Dialogues déconnectés

Pour elle, les internautes réagissent souvent sous le coup de l’émotion. « C’est comme si les gens, parfois, ne réalisaient pas qu’ils s’adressent à un autre être humain, que ce qu’ils écrivent peut être lu et risque de toucher », explique-t-elle. Les médias sociaux sont, d’après elle, marqués par cette déconnexion. « Il y a une perception erronée sur Internet, qui fait penser que l’on n’est pas dans un état de dialogue. », poursuit Mme Brière.

M. Latulippe indique qu’il n’est jamais parvenu à s’entendre avec un « troll » ou à le raisonner en s’adressant à lui sur les plateformes digitales. Pourtant, il note que la discussion n’est pas impossible pour autant. « En revanche, j’ai remarqué que lorsque l’on rencontre les gens pour de vrai, on dégonfle facilement cette espèce de blocage là, cette incapacité à admettre ses torts, observe-t-il. En personne, c’est quelque chose qui se désamorce rapidement, on comprend mieux les nuances de ce que les gens disent. »

Nellie Brière rejoint le réalisateur sur ce point. « Dans la réalité, la discussion a un impact, confirme la consultante. Sur Internet, on a un contexte de spectacle.
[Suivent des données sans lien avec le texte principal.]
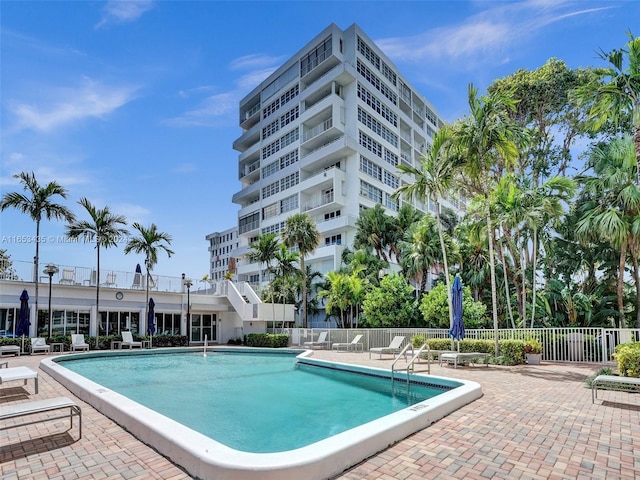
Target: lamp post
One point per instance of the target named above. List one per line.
(51, 270)
(187, 283)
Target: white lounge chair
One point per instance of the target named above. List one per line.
(19, 373)
(68, 276)
(353, 344)
(78, 343)
(320, 342)
(38, 344)
(127, 341)
(394, 347)
(137, 281)
(11, 349)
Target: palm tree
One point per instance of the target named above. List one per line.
(486, 137)
(105, 228)
(374, 229)
(433, 180)
(610, 205)
(263, 252)
(37, 204)
(616, 92)
(149, 242)
(301, 231)
(420, 251)
(285, 273)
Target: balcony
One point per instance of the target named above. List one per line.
(86, 277)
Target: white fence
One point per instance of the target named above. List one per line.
(582, 345)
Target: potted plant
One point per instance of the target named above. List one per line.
(533, 351)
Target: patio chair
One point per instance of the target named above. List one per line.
(111, 280)
(137, 281)
(394, 347)
(78, 343)
(353, 344)
(68, 276)
(320, 342)
(127, 341)
(38, 344)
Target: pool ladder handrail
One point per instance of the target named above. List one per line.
(416, 356)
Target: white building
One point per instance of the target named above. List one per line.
(221, 244)
(323, 135)
(220, 310)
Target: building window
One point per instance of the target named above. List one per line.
(370, 168)
(315, 57)
(289, 203)
(333, 240)
(370, 144)
(377, 127)
(331, 215)
(369, 191)
(270, 211)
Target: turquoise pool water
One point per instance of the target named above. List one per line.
(252, 402)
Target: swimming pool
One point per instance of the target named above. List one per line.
(314, 453)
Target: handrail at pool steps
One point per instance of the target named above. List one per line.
(560, 344)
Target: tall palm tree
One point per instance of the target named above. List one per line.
(37, 204)
(149, 242)
(488, 137)
(301, 231)
(551, 201)
(285, 273)
(616, 92)
(610, 204)
(420, 251)
(104, 228)
(263, 251)
(374, 229)
(434, 180)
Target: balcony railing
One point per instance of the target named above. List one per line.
(87, 277)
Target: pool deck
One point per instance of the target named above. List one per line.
(533, 422)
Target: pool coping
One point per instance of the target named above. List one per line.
(203, 457)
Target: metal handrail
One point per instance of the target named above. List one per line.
(402, 352)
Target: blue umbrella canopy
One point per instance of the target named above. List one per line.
(24, 323)
(151, 318)
(457, 329)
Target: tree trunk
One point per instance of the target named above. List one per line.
(533, 276)
(636, 278)
(445, 263)
(98, 294)
(36, 260)
(620, 284)
(507, 295)
(492, 266)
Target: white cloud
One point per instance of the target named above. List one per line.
(124, 11)
(485, 37)
(255, 61)
(209, 109)
(65, 106)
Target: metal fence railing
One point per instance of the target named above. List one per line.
(581, 345)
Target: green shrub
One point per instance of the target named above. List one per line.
(511, 352)
(628, 359)
(269, 340)
(602, 371)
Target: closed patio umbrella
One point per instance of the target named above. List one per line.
(150, 319)
(457, 329)
(23, 325)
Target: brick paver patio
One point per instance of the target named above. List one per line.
(533, 422)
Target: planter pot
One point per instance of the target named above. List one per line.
(533, 358)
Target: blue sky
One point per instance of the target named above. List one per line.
(134, 104)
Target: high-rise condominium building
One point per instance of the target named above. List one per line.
(324, 135)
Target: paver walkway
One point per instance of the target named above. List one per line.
(533, 422)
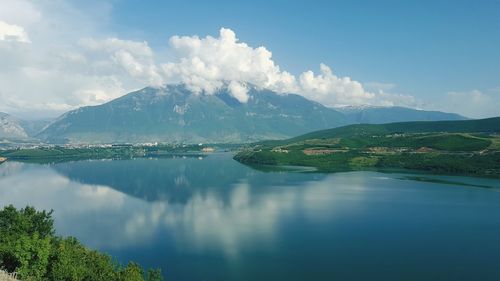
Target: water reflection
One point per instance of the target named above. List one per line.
(209, 205)
(214, 219)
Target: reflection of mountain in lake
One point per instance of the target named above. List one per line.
(177, 179)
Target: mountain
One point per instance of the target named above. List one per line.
(175, 114)
(11, 127)
(380, 115)
(469, 147)
(488, 125)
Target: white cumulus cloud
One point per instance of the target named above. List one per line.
(80, 63)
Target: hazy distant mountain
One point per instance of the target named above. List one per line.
(380, 115)
(11, 128)
(175, 114)
(33, 127)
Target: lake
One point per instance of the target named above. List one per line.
(211, 218)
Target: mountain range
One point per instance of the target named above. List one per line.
(175, 114)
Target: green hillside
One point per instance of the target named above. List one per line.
(454, 147)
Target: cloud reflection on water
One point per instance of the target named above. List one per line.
(103, 217)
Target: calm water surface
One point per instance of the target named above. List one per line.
(215, 219)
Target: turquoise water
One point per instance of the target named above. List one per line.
(215, 219)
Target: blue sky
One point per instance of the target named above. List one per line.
(426, 48)
(445, 54)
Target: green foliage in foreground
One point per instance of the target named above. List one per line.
(29, 247)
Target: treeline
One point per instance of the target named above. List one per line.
(29, 247)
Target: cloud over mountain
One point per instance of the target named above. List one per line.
(80, 64)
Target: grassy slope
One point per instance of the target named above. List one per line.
(459, 147)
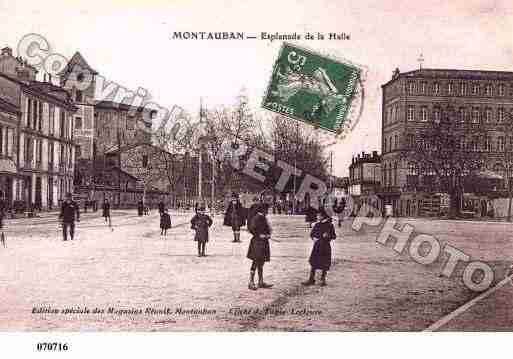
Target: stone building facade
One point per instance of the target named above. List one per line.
(36, 136)
(364, 179)
(411, 100)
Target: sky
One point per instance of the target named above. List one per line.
(129, 41)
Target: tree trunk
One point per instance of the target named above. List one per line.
(455, 203)
(509, 203)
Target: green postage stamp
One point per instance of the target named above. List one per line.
(316, 89)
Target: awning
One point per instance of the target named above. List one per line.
(7, 165)
(489, 175)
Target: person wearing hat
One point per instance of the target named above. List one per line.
(322, 234)
(201, 222)
(252, 210)
(259, 250)
(69, 213)
(338, 207)
(165, 222)
(310, 215)
(235, 217)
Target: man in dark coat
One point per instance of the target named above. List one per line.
(253, 209)
(201, 222)
(320, 258)
(165, 222)
(338, 207)
(162, 207)
(69, 213)
(310, 215)
(259, 250)
(140, 208)
(234, 217)
(106, 211)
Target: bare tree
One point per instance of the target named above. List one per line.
(447, 151)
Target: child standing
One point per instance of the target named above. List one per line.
(165, 222)
(310, 215)
(201, 222)
(320, 258)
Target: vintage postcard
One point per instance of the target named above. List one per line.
(222, 166)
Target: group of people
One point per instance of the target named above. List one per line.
(259, 250)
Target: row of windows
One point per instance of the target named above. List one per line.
(457, 89)
(33, 150)
(476, 144)
(7, 140)
(463, 114)
(390, 177)
(35, 118)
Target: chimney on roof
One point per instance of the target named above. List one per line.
(7, 51)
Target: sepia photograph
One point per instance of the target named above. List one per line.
(175, 166)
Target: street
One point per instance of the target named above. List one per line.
(156, 283)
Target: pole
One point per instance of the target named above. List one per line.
(331, 171)
(212, 206)
(200, 171)
(295, 166)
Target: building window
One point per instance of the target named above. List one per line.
(461, 114)
(475, 144)
(488, 144)
(449, 88)
(488, 90)
(1, 141)
(62, 123)
(395, 174)
(436, 88)
(502, 90)
(29, 112)
(410, 140)
(411, 113)
(436, 115)
(51, 118)
(35, 112)
(423, 114)
(500, 115)
(411, 88)
(463, 89)
(501, 144)
(475, 115)
(475, 89)
(488, 115)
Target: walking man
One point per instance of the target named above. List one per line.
(106, 211)
(338, 207)
(320, 258)
(201, 223)
(69, 213)
(234, 217)
(259, 250)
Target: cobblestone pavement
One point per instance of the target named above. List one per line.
(156, 283)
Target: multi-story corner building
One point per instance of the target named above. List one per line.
(411, 100)
(41, 143)
(101, 124)
(10, 115)
(364, 179)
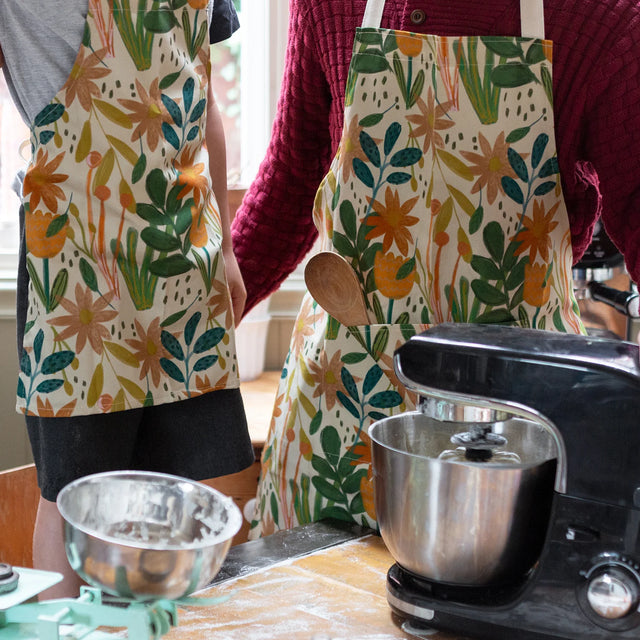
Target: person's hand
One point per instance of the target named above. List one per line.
(237, 290)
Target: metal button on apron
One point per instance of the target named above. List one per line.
(418, 16)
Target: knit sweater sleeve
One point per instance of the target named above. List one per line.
(613, 136)
(273, 228)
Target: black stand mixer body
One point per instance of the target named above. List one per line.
(586, 583)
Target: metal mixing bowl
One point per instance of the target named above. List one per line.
(146, 535)
(471, 524)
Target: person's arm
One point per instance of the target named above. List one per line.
(216, 147)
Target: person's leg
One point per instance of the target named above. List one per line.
(65, 449)
(49, 552)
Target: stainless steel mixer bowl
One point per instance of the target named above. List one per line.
(146, 535)
(462, 523)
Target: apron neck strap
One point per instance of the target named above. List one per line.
(531, 17)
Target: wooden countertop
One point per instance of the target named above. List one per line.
(337, 593)
(259, 396)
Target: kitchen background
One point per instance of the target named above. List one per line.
(247, 72)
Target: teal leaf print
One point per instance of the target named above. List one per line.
(486, 268)
(37, 345)
(330, 442)
(170, 136)
(198, 110)
(208, 340)
(204, 363)
(171, 370)
(329, 491)
(511, 75)
(57, 362)
(159, 240)
(349, 384)
(549, 168)
(488, 294)
(371, 120)
(543, 188)
(49, 386)
(405, 157)
(173, 109)
(493, 236)
(370, 149)
(348, 405)
(502, 46)
(385, 399)
(371, 379)
(25, 364)
(324, 468)
(190, 328)
(391, 137)
(348, 218)
(398, 177)
(518, 164)
(363, 172)
(539, 146)
(49, 115)
(171, 344)
(512, 189)
(187, 93)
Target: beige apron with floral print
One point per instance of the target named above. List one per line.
(128, 301)
(445, 198)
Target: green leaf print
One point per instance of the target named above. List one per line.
(512, 74)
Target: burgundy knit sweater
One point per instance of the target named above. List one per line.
(596, 77)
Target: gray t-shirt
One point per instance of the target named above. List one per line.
(40, 41)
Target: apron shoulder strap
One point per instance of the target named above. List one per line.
(531, 17)
(373, 14)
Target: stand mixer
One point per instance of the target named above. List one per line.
(541, 541)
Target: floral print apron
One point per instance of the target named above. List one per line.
(128, 300)
(445, 198)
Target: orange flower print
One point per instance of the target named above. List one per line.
(391, 221)
(385, 270)
(536, 290)
(430, 121)
(35, 230)
(409, 44)
(350, 148)
(148, 350)
(535, 235)
(80, 85)
(190, 175)
(198, 234)
(85, 319)
(148, 112)
(41, 181)
(490, 166)
(326, 375)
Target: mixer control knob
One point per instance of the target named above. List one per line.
(613, 593)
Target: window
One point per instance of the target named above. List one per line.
(247, 70)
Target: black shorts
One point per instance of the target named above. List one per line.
(199, 438)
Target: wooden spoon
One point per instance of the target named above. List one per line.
(334, 285)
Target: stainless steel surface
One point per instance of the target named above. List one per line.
(146, 535)
(453, 412)
(461, 523)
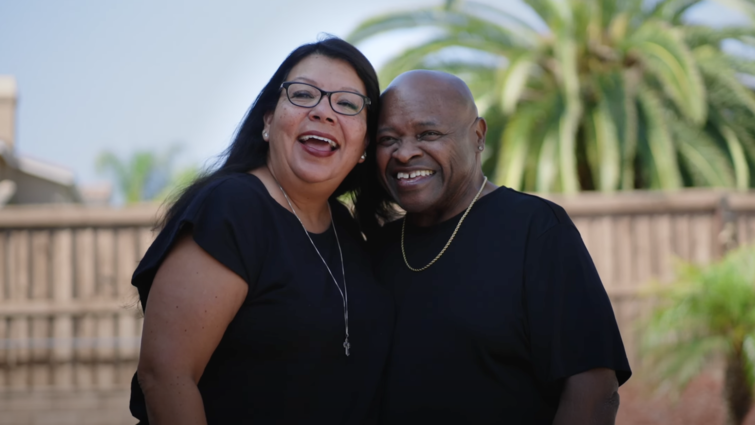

On ne parle pas uniquement à la personne à laquelle on s’adresse, mais on parle aussi à tous les autres internautes susceptibles de lire ce qu’on écrit. »

Pour elle, le phénomène des trolls est directement lié à la question de la liberté d’expression et au décalage que l’on peut observer entre le quotidien et la vie en ligne. « Tous les codes de conduite appliqués en société n’ont pas encore été traduits dans le monde numérique, concède-t-elle. Mais ces codes s’installent de plus en plus et sont poussés par des actualités ponctuelles, comme dans le cas de Dalila Awada*. »

Mme Brière reste donc optimiste quant à l’avenir des interactions numériques. « Ces apprentissages-là vont nous amener vers des façons de faire plus acceptables, ajoute-t-elle. Il faut surtout que l’on définisse les responsabilités de chacun. »

Semaine de prévention

Le harcèlement est une réalité à laquelle tout le monde peut être confronté, affirme M. Vienneau. C’est dans le but d’informer les étudiants, les professeurs et le reste de la communauté universitaire que le BIMH organise, du 13 au 17 novembre, la semaine de prévention du cyberharcèlement. Des kiosques de sensibilisation sont tenus à cet effet dans différents lieux du campus**.

 

* Le choix du Journal de Montréal, le 3 janvier dernier, de nommer l’activiste Dalila Awada parmi ses « 31 femmes québécoises inspirantes à surveiller en 2018 » avait suscité de nombreuses réactions sur Internet.

** Jeudi 15 novembre, de 9 h 30 à 12 h 30, à l’entrée du pavillon André-Aisenstadt.

Vendredi 16 novembre, de 9 h 30 à 12 h 30, au 3e étage des escaliers principaux du CEPSUM.